Stravinski Suíte Firebird deu à noite sua declaração mais vívida. Sob Dudamel, a obra não brilhava simplesmente com mito. Ele aumentou. A volatilidade, a admiração, a inquietação cintilante e o eventual brilho da partitura pareciam se mover pelo salão como uma criatura viva. Esta não era uma música colocada ordenadamente diante de um público. Esta foi uma transformação em tempo real, do tipo que lembra, com bastante urgência, por que as artes devem permanecer centrais na vida pública. A Filarmônica prometeu uma nova era e, caramba, vamos conseguir uma.
O fechamento Passo de dois de Tchaikovsky O quebra-nozes ofereceu um último gesto de ternura, permitindo que a noite exalasse depois do fogo. Isso lembrou à sala que a grandeza nem sempre chega pela força. Às vezes aparece pelo lirismo, pela suavidade mantida com disciplina, pela beleza que não grita e ainda assim arrasa.
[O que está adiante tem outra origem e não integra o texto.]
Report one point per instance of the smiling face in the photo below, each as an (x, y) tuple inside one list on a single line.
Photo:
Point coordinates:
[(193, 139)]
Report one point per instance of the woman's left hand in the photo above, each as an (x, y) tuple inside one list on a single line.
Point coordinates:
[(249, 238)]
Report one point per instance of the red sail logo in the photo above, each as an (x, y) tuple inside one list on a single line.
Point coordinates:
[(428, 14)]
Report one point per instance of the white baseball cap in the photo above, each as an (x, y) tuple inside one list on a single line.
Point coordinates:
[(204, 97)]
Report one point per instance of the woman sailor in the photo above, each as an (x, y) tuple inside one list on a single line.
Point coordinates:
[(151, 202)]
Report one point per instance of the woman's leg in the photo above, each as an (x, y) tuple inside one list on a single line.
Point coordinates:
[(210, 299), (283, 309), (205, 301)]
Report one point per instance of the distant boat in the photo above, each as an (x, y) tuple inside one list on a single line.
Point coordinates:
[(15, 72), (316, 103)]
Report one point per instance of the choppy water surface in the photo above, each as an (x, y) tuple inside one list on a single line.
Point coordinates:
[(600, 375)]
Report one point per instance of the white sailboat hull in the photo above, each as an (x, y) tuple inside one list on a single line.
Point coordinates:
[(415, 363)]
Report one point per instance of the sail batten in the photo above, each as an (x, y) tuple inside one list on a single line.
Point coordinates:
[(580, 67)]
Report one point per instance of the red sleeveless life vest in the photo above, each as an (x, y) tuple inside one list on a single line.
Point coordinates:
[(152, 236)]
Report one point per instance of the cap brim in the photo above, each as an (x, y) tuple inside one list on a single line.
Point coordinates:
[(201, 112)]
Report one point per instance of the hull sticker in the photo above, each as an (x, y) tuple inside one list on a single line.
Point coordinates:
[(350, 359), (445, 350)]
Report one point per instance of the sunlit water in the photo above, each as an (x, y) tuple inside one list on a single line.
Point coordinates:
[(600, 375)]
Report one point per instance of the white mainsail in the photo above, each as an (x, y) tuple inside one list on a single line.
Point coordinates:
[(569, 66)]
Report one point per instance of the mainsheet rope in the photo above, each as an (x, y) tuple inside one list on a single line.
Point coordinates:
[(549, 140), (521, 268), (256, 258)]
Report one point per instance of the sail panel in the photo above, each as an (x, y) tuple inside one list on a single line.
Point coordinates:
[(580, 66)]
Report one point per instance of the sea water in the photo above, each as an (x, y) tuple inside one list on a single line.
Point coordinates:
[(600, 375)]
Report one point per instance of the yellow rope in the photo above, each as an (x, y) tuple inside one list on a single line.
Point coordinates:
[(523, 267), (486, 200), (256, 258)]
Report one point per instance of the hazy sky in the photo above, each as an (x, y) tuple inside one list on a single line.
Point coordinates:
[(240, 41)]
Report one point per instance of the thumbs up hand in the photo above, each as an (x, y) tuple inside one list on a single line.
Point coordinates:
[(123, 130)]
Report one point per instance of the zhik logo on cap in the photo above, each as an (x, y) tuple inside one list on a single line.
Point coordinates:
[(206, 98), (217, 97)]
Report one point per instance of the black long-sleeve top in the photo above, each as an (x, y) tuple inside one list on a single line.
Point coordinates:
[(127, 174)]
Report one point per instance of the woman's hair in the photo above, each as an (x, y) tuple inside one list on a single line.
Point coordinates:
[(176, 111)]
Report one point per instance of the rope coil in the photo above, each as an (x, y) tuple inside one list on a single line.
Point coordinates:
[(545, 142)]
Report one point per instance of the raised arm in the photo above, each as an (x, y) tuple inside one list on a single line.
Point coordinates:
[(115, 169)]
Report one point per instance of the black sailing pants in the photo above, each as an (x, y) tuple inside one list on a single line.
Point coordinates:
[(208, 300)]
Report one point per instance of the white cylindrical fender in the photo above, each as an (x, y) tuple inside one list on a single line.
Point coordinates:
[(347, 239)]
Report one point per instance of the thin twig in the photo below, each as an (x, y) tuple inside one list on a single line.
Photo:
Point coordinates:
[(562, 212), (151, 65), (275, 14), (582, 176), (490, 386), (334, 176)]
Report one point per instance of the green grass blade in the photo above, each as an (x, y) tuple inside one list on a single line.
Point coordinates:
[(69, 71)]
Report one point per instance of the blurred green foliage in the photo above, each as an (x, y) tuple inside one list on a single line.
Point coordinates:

A gala em si arrecadou US$ 3 milhões, tornando-se a Gala de Primavera de maior bilheteria na história da Filarmônica, com um concerto esgotado e quase 600 convidados presentes no jantar. Os comentários de Matías Tarnopolsky, Peter W. May, Oscar L. Tang e da profundamente sincera Barbara Tober fundamentaram a noite na administração, na memória e na responsabilidade. Os convidados incluíram Elizabeth Segerstrom, HM Agnes Hsu-Tang, Joshua Bell, Tania León, Grimanesa Amorós, Eartheater, Chloe Flower, Denyce Graves, Larisa Martinez, Hera Hyesang Park, Ellen Reid, Larissa Saveliev, Christine Shevchenko, John Varvatos, Christopher Wheeldon, Gale A. Brewer, Brad Hoylman-Sigal e muitos outros reunidos em torno da crença de que a música não é periférica à vida cívica, mas vital para isso.
O que mais perdurou, porém, não foi a abundância floral, a grandiosidade do jantar, ou mesmo o sucesso recorde da gala. Era a sensação de uma sala despertada pelo som. Dudamel traz ao pódio algo urgentemente humano: apetite, suor, ternura, rigor e um amor quase imprudente pela própria música. Essa devoção percorreu a orquestra e penetrou no público com a força do clima.
A Filarmônica de Nova York não organizou simplesmente uma gala. Revelou um pulso. Deu à cidade um vislumbre de um futuro artístico que parece apaixonante, expansivo e lindamente impossível de ignorar.